What can other countries learn from Australia’s 25 years of uninterrupted growth?
If the Olympics handed out medals for economic performance, Australia’s surely would be golden after 25 straight years of growth. What lessons might the land Down Under and the rest of the region learn from this record winning streak?
The record was officially confirmed on September 7, with the release of June quarter gross domestic product (GDP) data showing a quarterly gain of 0.5 percent and an annualized rise of 3.3 percent for the world’s 12th largest economy.
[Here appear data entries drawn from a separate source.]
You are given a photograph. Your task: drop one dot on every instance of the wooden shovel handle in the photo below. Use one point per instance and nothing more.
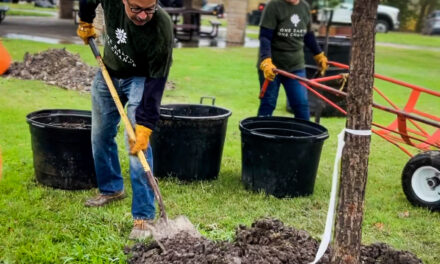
(128, 127)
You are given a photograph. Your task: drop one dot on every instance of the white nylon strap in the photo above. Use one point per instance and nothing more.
(326, 236)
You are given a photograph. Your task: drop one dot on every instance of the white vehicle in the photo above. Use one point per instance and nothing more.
(387, 16)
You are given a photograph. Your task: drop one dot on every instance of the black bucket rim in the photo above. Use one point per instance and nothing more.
(216, 117)
(319, 137)
(58, 112)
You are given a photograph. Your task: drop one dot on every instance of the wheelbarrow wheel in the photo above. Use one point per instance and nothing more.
(421, 180)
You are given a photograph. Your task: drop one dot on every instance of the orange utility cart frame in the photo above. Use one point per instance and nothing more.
(411, 128)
As the Washington Post noted, “The last time Australia had a recession, the Clintons had never run for president, Donald Trump had never had a business go bankrupt, and the Soviet Union was still a country.”
Although the Netherlands still holds the official record winning streak, having avoided recession from 1981 to 2008, the U.S. daily pointed out that Australia is now running the Dutch very close.
Australian Treasurer Scott Morrison said the nation’s economy “is growing faster than every G7 economy, well over twice as fast as the United States and Canada and well above the OECD average.”
The treasurer pointed to improved household consumption, public and dwelling investment spending, “more than offsetting the continued and expected decline in resources investment” following the end of the nation’s China-driven mining boom.
However, he also noted the nation’s terms of trade – the ratio of export prices compared to imports – were 34 percent below their peak, remaining at 10-year lows, along with sluggish wages and nominal GDP growth.
“It is simply not enough to presume our exceptional run of growth will continue or that another unprecedented boost in commodity prices will alleviate our budgetary constraints,” Morrison warned.